Rey Jean-Noël · Nationalrat · 2004-06-02
Rey Jean-Noël · Nationalrat · Wallis · Sozialdemokratische Fraktion · 2004-06-02
Wortprotokoll
J'interviens sur la dette et la politique du personnel.
La dette de la Confédération se monte à quelque 123 milliards de francs, on a pu le lire. Par rapport à l'année précédente, elle a augmenté de 1,4 milliard de francs. Les dettes à moyen et à long terme affichent une hausse notable de 15 milliards de francs. Les emprunts, par conséquent, constituent de loin le principal poste de la dette. Tout cela est préoccupant: le niveau de la dette est préoccupant, de même que la tendance à l'augmentation constante de celle-ci ces dernières années.
Comment en est-on arrivé là? Sans doute y a-t-il la mauvaise conjoncture économique qui explique la baisse massive des recettes, notamment la chute des Bourses, qui a pesé lourd dans l'évolution peu réjouissante des recettes de l'impôt anticipé et des droits de timbre. Mais le haut niveau de la dette est aussi et surtout la conséquence des décisions des années 1990 en matière de libéralisation et de privatisation de la Poste, des CFF, de RUAG et de l'intégration de la Caisse fédérale de pensions dans Publica. Ce sont plus de 30 milliards de francs qui ont servi à renflouer les caisses de pension. De plus, la période choisie par le Conseil fédéral pour le transfert de la Caisse fédérale de pensions à Publica, soit le 1er juin 2003, a été très défavorable à la Confédération qui a dû assumer 5 milliards de francs de pertes sur les placements hasardeux décidés en son temps par le Conseil fédéral.
La politique précipitée du Conseil fédéral en matière de caisses de pension coûte cher aux contribuables. Une politique de libéralisation, de transformation des régies mal maîtrisée coûte cher à la Confédération. Evidemment, personne n'est responsable! ni ceux qui ont manqué de clairvoyance au moment de la transformation des régies en entreprises - parce que c'est à ce moment-là qu'il fallait régler la question -, ni ceux qui ont lourdement critiqué la gestion de l'ancienne Caisse fédérale de pensions pour mieux creuser le trou des découverts.
L'histoire jugera, mais la responsabilité politique du Conseil fédéral, et du Département fédéral des finances en particulier, est engagée. La maîtrise de la dette passe donc aussi par la maîtrise des problèmes des caisses de pension, et cette maîtrise est loin d'être assurée. La maîtrise de la dette impliquera à l'avenir des mesures courageuses, mais équitables, aussi bien du côté des dépenses que des recettes. Finalement, le meilleur moyen de sortir les finances fédérales de leur misère réside dans la relance de l'économie.

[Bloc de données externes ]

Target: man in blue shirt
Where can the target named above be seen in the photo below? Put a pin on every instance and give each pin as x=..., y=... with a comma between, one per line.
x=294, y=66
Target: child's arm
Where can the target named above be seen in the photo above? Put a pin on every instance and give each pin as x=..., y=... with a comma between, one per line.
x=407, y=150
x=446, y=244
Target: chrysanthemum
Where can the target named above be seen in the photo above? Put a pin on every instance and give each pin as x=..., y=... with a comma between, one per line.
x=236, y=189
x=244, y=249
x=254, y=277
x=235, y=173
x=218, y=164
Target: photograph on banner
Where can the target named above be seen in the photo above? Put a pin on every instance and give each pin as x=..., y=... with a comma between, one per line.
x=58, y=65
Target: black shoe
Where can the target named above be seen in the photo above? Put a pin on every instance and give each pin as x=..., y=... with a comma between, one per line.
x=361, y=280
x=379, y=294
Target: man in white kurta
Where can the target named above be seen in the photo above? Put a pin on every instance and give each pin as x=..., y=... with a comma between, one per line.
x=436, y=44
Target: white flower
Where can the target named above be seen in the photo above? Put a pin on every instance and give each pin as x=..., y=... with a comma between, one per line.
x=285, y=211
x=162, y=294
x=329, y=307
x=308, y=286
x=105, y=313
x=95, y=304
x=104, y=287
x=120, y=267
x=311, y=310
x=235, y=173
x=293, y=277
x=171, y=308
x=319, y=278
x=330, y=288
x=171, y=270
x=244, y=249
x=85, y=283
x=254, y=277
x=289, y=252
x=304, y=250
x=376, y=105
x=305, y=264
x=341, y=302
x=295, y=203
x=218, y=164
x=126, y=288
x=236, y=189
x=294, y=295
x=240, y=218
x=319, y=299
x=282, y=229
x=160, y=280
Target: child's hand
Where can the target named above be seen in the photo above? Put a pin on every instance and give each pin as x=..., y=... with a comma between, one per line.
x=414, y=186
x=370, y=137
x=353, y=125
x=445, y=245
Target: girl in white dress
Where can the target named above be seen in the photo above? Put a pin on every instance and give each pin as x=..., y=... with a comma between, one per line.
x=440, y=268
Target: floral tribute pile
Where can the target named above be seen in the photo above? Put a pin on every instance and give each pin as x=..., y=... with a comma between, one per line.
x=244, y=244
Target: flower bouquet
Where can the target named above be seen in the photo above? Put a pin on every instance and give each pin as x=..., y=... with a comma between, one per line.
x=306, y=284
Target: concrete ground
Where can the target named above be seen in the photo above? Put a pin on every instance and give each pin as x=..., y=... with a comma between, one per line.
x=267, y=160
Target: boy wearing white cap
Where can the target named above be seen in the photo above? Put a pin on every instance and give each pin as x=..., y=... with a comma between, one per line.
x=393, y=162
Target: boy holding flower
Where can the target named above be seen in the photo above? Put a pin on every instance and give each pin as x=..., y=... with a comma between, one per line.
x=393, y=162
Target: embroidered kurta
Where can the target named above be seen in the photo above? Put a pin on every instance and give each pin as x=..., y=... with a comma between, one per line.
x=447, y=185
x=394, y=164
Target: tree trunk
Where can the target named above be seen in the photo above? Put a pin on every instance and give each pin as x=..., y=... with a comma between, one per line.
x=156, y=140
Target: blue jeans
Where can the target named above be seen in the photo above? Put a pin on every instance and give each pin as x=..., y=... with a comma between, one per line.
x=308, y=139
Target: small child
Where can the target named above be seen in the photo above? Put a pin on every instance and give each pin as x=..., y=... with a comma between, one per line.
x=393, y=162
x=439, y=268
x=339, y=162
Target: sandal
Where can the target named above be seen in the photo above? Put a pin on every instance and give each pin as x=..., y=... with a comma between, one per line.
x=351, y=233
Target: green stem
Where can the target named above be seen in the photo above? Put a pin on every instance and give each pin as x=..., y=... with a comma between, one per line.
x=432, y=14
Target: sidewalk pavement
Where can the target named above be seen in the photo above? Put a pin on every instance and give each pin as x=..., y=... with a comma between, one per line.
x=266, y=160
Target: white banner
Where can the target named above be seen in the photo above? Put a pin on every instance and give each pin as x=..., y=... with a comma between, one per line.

Quelques mots sur la politique du personnel pour constater que les dépenses de personnel sont inférieures de 1,9 pour cent par rapport au budget. Par contre, les dépenses de personnel des unités administratives soumises à la gestion par mandat de prestations et enveloppe budgétaire ("New Public Management"), elles, se sont accrues de près de 3 pour cent. En termes d'effectif, le nombre de postes a augmenté, ce qui a évidemment provoqué un vif débat.
Avant d'entrer en matière sur toute modification de la politique du personnel, le groupe socialiste aimerait disposer d'une évaluation sérieuse des effets de la politique du personnel mise en place depuis vingt ans. En effet, depuis les années 1980, on a connu le blocage du personnel: le résultat a été une augmentation des effectifs; on a connu l'adoption de la gestion par mandat de prestations: le résultat est une augmentation des coûts du personnel; dans les offices concernés, on a connu une nouvelle loi sur le personnel de la Confédération: le résultat est un personnel démotivé et désécurisé; sans parler des millions investis dans l'informatique et dont les effets sur la productivité du travail sont extrêmement aléatoires. Alors, avant d'annoncer de nouvelles mesures - c'est ce que le groupe socialiste demande -, il faut établir un bilan sérieux de cette politique du personnel, qui est loin d'avoir été efficace et qui est loin d'avoir répondu aux objectifs qui avaient été fixés.
Si le niveau de la dette est préoccupant, celui-ci ne doit pas masquer le rôle de l'Etat fédéral dans le maintien de la cohésion sociale et régionale.